Parameters b and z are stored in `layer_meta.json` (`EvidenceKind::Approx { b, z }`).
---
## `FingerprintVec` on disk
`fingerprint.bin` layout:
```
magic: b"FPVF" (4 bytes)
b: u8 (bits per slot, 1..=64)
padding: [0u8; 3]
n: u64 LE (number of slots)
data: packed bits, ceil(n·b/8) bytes, Lsb0 order
```
`FingerprintVec` is memory-mapped. The match check against a query k-mer:
```rust
fn matches(&self, slot: usize, fingerprint: u64) -> bool {
self.get(slot) == (fingerprint & self.mask)
}
```
`build_approx_evidence` iterates `unitigs.bin` sequentially, writes
`kmer.seq_hash()` into the slot assigned by the MPHF, then saves `fingerprint.bin`
and `layer_meta.json`. No `.idx` file is produced; random access into
`unitigs.bin` is not needed.
At build time, `find_approx` in `MphfLayer`:
```rust
let slot = self.mphf.index(&kmer.raw());
if fingerprint.matches(slot, kmer.seq_hash()) { Some(slot) } else { None }
```
---
## `EvidenceKind` and metadata
`layer_meta.json` records which evidence bundle is present:
```rust
pub enum EvidenceKind {
Exact,
Approx { b: u8, z: u8 },
}
```
`MphfLayer::open` reads this tag and dispatches `find` to `find_exact` or
`find_approx` transparently. `find_exact` panics on an approximate layer;
`find_approx` panics on an exact layer — mode mixing is a programming error.
---
## Parameter resolution (`resolve_approx_params`)
The identity `b·z = ⌈−log₂(fp)⌉` lets any two of (b, z, fp) derive the third.
`resolve_approx_params` implements a 2-of-3 rule with conservative ceiling
rounding:
| given | derived |
|---|---|
| b, z | fp = 1/2^(b·z) |
| z, fp | b = ⌈−log₂(fp) / z⌉ |
| b, fp | z = ⌈−log₂(fp) / b⌉ |
| z only | b = 8 (default), fp derived |
| b only | z = 1 (default), fp derived |
| fp only | b = 8 (default), z derived |
| none | b = 8, z = 1, fp = 1/256 |
When all three are given, b and z are authoritative and fp is recomputed.
---
## CLI flags
Both `index` and `reindex` accept the same flags:
| flag | type | meaning |
|---|---|---|
| `--approx` | bool | enable fingerprint evidence |
| `--evidence-bits` (`b`) | u8 | fingerprint bits per slot |
| `-z` | u8 | Findere z parameter |
| `--fp` | f64 | target FP rate per z-window |
| `--block-size` | usize | unitig block size for exact `.idx`; ignored in approx mode |
`--approx` must be set explicitly; the other three flags are optional and
resolved by the 2-of-3 rule.
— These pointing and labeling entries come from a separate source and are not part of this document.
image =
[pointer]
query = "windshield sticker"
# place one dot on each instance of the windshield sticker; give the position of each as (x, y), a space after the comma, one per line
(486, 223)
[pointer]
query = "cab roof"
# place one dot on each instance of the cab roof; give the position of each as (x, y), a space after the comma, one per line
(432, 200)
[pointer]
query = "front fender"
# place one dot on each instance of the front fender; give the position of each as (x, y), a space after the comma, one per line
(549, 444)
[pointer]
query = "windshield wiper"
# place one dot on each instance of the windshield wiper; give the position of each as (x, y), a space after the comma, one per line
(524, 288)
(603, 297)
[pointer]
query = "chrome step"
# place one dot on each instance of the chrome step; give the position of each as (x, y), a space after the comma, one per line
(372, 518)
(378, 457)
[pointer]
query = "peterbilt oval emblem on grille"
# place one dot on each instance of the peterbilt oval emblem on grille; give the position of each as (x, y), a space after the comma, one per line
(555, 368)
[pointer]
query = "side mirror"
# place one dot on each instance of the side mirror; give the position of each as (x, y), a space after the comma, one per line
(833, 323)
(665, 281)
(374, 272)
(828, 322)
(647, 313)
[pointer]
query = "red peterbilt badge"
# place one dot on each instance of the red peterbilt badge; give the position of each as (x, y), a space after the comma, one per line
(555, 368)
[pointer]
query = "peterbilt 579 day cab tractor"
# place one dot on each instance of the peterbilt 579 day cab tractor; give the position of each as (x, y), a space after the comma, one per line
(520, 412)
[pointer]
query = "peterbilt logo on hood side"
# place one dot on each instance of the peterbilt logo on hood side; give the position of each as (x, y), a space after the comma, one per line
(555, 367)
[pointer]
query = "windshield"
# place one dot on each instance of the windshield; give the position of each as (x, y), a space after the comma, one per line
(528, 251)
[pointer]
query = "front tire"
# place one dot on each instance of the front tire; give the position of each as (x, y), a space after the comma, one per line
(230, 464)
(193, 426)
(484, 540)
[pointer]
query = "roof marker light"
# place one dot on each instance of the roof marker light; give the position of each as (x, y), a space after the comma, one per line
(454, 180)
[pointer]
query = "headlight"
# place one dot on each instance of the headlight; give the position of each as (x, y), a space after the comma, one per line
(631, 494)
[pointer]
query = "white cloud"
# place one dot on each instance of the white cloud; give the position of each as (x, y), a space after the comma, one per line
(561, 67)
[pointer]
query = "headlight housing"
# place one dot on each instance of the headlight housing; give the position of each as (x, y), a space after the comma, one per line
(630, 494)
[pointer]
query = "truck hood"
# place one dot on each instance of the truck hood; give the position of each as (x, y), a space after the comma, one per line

Omitting all three produces b=8, z=1.
---
## `reindex` command
`reindex` converts an existing index between exact and approximate evidence
in-place across all partitions and layers, running partitions in parallel via
Rayon.
Conversion to approximate (`--approx`):
- Builds `fingerprint.bin` from `unitigs.bin` + `mphf.bin`.
- Removes `evidence.bin` and `unitigs.bin.idx`.
- Updates `layer_meta.json` with `EvidenceKind::Approx { b, z }`.
Conversion to exact (default, no `--approx`):
- Builds `evidence.bin` + `unitigs.bin.idx` from `unitigs.bin` + `mphf.bin`.
- Removes `fingerprint.bin`.
- Updates `layer_meta.json` with `EvidenceKind::Exact`.
The root `index.meta` is updated with the new evidence kind on success.
`mphf.bin` and `unitigs.bin` are never modified.
---
## `estimate` command
`estimate` is a dry-run that resolves and prints (b, z, fp) without touching
any index. It accepts the same `--evidence-bits`, `-z`, and `--fp` flags and
additionally accepts `-k` to display the effective indexed k-mer length:
```
k (user): 31
k (indexed, s=k-z+1): 27
z: 5
evidence bits (b): 8
FP per s-mer: 3.906e-3 (1/2^8)
FP per k-mer window: 9.537e-7 (1/2^(8·5))
```
Useful for choosing parameters before committing to an index build.